Operators recognize the value of digitalization to their businesses. According to a recent Accenture survey, two-thirds of upstream leaders agree with this, but they find it difficult to describe what digitalization means and how to measure the value or estimate its transformative impact.
One reason is that the predictive power of Big Data seems to be just out of reach for the industry. Industry experts look skeptically at sectors such as manufacturing, professional services, finance and insurance, and IT and then turn back to the well-established E&P best practices that have served them so well for decades.
Emerson proposes three areas of focus where operators can use digitalization strategies to impact their 2018 results.

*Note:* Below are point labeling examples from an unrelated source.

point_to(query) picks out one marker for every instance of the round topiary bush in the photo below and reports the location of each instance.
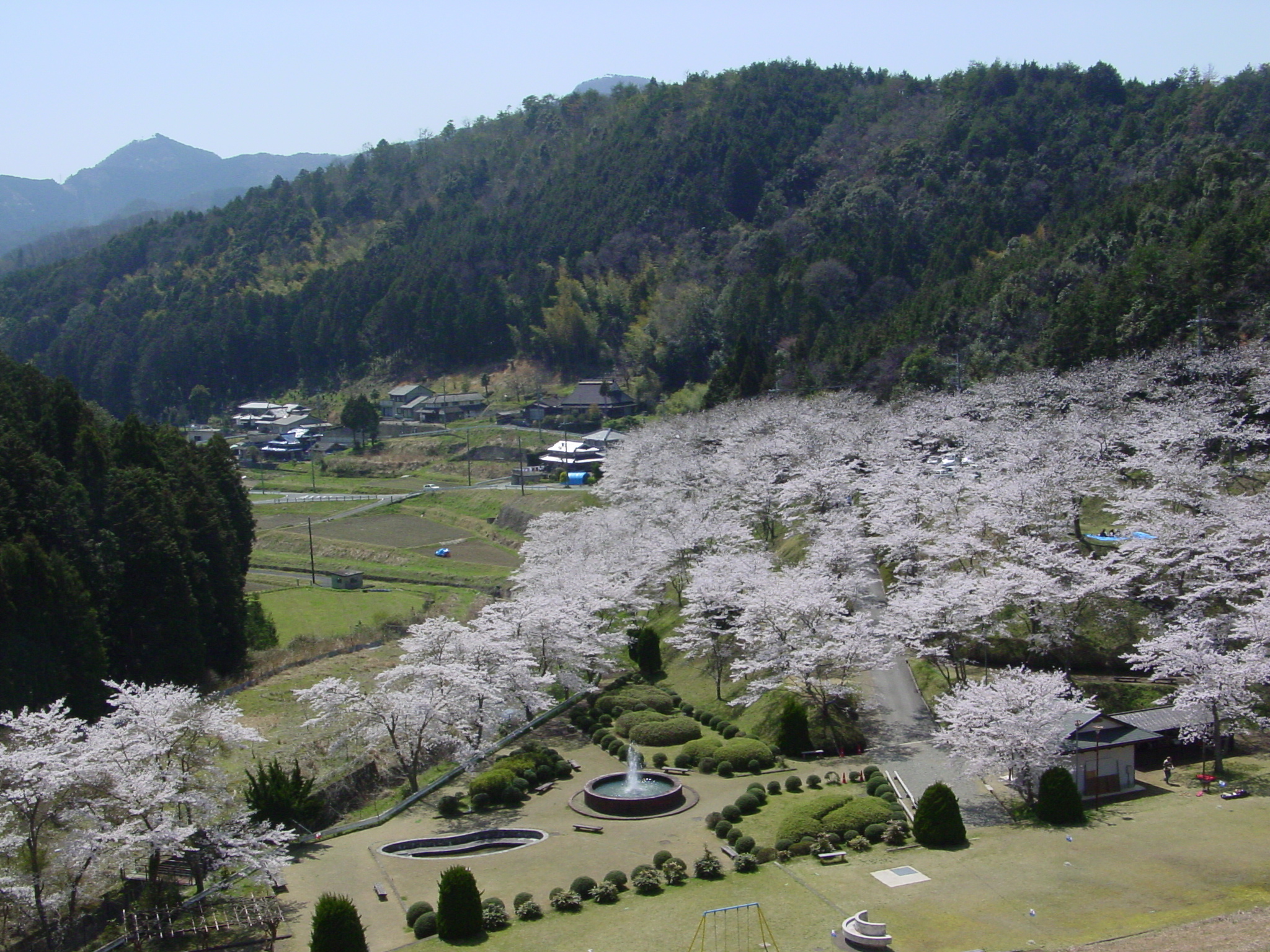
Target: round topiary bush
(938, 821)
(425, 926)
(665, 734)
(459, 913)
(1059, 801)
(415, 910)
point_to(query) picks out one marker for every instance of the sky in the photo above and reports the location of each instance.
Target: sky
(84, 77)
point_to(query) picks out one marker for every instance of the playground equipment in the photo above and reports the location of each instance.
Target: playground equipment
(733, 930)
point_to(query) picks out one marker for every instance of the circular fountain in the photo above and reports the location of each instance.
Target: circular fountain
(634, 794)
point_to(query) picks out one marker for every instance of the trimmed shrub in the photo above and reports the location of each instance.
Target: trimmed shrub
(494, 918)
(1059, 801)
(459, 914)
(647, 883)
(426, 926)
(567, 902)
(708, 866)
(938, 821)
(675, 871)
(415, 910)
(335, 926)
(856, 814)
(448, 805)
(667, 733)
(742, 751)
(492, 782)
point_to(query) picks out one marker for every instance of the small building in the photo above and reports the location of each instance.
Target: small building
(1104, 756)
(345, 579)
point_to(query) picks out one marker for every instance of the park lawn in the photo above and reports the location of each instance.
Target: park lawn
(316, 612)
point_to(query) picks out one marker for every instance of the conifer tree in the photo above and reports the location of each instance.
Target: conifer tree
(938, 822)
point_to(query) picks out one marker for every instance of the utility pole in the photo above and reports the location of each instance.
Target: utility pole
(313, 570)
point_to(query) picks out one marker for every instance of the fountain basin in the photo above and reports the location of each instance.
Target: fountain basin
(655, 794)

First is machine learning. Operators need to stop being distracted by “the promise of Big Data” and start implementing technologies available today. Machine learning is being used in areas such as seismic and log interpretation and can help operators extract hidden value from reservoir data through, for example, calculating the probability of different rock type distributions or incorporating prestack or post-stack seismic attributes directly into the workflow.
Second is embedded expertise. With 440,000 people having left the industry between 2015 and 2017, those who remain are being asked to do even more with less.
Experts need software that provides relevant contextual information when it is needed to make the right reservoir decisions. There is a need to unite high-performance measurement technologies with modeling and analytics capabilities that allow operators to quickly sift through the relevant data and understand what impact their actions have on production.
One recent software launch, for example, has addressed this need—a production modeling system for unconventional reservoirs allowing workers at the wellhead to immediately understand the long-term impact of a decision to open or close a valve. Decades of advances in the physics of fluid flow also are available on mobile devices.
Finally, there are forecasting and optimization. The industry is gradually shifting away from deterministic modeling methods in E&P software and toward Bayesian or stochastic approaches, trends expected to accelerate this year.
These strategies give operators the ability to more accurately quantify the risks and upsides to their production by understanding the sensitivity of their forecasts to unknown subsurface parameters. New software does just that by calibrating a range of geologic parameters to a field’s production history, thereby reducing the range of future outcomes. Such technologies can impact all E&P stages by determining the correct operating ranges for processing facilities throughout the lifetime of a field.
The industry is at an inflection point in its digital evolution. If they get it right, operators could be seeing significant investment returns over the next year.